Hummingbirds and phages

Hummingbird

Image credit: http://www.deskpicture.com/DPs/Nature/Animals/hummingbird.jpg

As I’m sitting outside Café Vita and getting ready to work on phage subsystems, I can’t avoid being distracted by this number of bees and hummingbirds surrounding me. I have never had such a close view of a hummingbird. Because phage subsystems are keeping me still, these birds are totally peaceful around me. I am getting a really close view of hummingbirds working on sucking flowers. I have never noticed their beaks before. They are really interesting–well adapted to their feeding style (read about co-evolution of hummingbirds and their favorite flowers). And  because phage subsystems are keeping my mind busy, I can’t help but draw an analogy between phage modules and bird modules.

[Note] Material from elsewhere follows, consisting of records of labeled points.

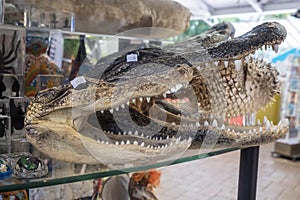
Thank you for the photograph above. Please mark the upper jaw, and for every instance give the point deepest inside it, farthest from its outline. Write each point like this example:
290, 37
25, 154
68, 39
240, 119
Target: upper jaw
259, 37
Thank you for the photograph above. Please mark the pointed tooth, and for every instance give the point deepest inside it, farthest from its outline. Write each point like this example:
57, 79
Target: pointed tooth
215, 123
286, 122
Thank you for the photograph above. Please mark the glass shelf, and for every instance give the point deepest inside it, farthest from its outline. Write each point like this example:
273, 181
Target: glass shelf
62, 172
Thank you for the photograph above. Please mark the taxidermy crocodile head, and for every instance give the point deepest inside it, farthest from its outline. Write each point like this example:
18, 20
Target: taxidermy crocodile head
167, 100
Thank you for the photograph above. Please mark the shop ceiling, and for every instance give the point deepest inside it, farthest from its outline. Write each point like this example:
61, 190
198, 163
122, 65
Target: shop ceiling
250, 13
220, 8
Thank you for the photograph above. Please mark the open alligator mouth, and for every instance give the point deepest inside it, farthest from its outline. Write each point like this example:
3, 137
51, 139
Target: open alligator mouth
170, 99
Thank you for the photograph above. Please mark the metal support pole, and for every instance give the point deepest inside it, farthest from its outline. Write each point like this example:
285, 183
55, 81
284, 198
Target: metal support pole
248, 173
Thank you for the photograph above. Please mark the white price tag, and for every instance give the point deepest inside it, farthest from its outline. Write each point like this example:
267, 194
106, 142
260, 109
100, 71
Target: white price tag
131, 57
77, 81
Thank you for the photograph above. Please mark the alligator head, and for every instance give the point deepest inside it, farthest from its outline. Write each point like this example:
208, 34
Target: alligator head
214, 75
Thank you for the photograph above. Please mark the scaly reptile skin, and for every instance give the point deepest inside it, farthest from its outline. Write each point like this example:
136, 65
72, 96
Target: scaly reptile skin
138, 125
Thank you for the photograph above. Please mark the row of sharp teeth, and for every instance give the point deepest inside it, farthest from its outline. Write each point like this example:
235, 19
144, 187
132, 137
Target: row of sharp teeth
274, 47
177, 142
148, 99
268, 125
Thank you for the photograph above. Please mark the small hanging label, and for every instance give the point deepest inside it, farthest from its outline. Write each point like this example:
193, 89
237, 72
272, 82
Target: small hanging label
131, 57
78, 81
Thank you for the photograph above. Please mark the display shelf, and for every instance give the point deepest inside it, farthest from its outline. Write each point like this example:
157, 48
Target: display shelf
63, 172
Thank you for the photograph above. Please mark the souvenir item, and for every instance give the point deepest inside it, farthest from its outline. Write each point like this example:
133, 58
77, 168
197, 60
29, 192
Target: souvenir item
30, 167
5, 170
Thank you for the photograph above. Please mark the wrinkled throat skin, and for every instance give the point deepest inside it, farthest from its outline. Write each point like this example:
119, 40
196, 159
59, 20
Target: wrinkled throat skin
171, 99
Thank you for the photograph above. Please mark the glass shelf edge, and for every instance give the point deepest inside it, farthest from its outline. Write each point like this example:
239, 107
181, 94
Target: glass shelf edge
84, 177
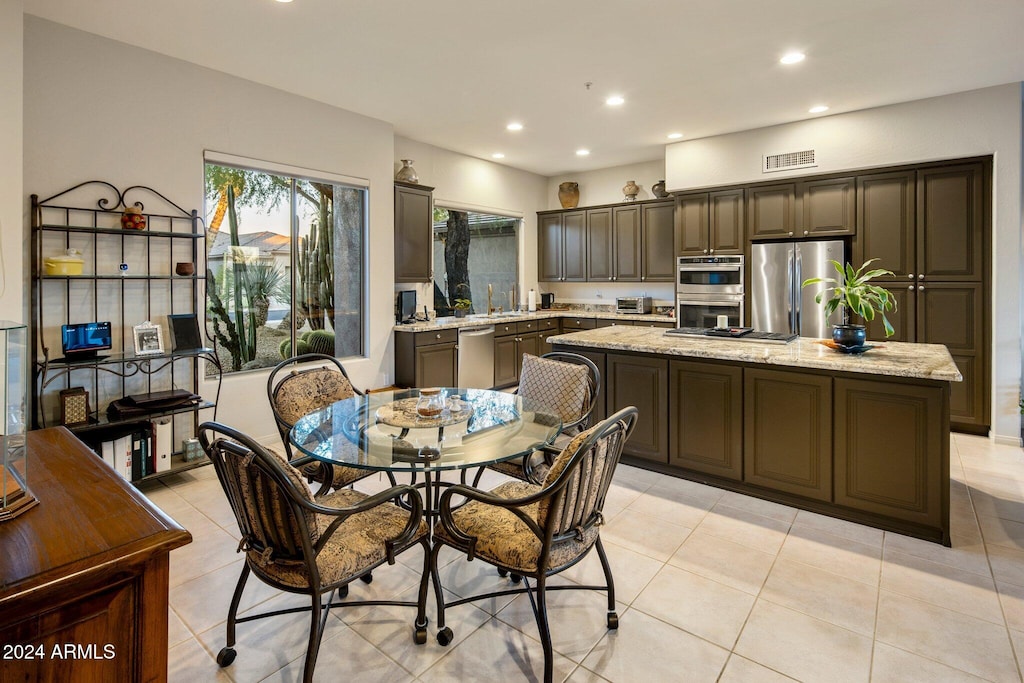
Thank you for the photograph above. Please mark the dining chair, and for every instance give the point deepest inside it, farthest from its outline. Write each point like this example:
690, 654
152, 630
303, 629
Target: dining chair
537, 530
295, 391
302, 544
565, 383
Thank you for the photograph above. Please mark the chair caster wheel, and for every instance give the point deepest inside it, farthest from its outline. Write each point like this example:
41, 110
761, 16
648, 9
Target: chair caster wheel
225, 656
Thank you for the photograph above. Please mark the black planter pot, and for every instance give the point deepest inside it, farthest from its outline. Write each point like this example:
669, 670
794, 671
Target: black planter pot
849, 335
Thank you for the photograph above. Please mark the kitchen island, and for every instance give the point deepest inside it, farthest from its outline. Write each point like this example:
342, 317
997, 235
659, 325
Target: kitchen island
860, 437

The hummingbird has several modules: a flight module (the unique wings),  a feeding module (i.e., the beak), a body module, etc. There may be other birds with same bodies but different beaks, same wings but different feet, and so forth. Phages are similar. Phage genomes, and subsequently their encoded proteomes, are modular: a set of clustered protein-encoding genes (Pegs) are dedicated to encode the phage heads (capsids); another set encodes the tails; a third set encodes host-specificity proteins, and so on. If a phage “decides” to “feed on” a novel bacterial host (for several reasons including the extinction of its old host), the phage will have to switch its host specificity. An entire phage can thus “exchange modules” with one that attacks the new host. For example, a phage in the human throat may face a crisis when the human host uses an antibiotic for a couple of weeks. The phage may be forced to switch hosts from streptococci (almost extinct after antibiosis) to bacteroides, for example (I’m just making this up). To do so, the phage needs proteins that are specific to Bacteroides.

Unlike birds, the phage cannot afford the slow process of mutagenesis and selection for evolving bacteroides-specific attack molecules. Instead, it would just “exchange” it with another phage that “knows how” to attack bacteroides but has been unsuccessful in replicating inside these anaerobic bacteria (probably due to bacterial immunity). The novel, re-invented, phage will keep the successful modules that replicate well (from the streptococcal phage) and the bacteroides-specific module from the less successful bacteroides phage.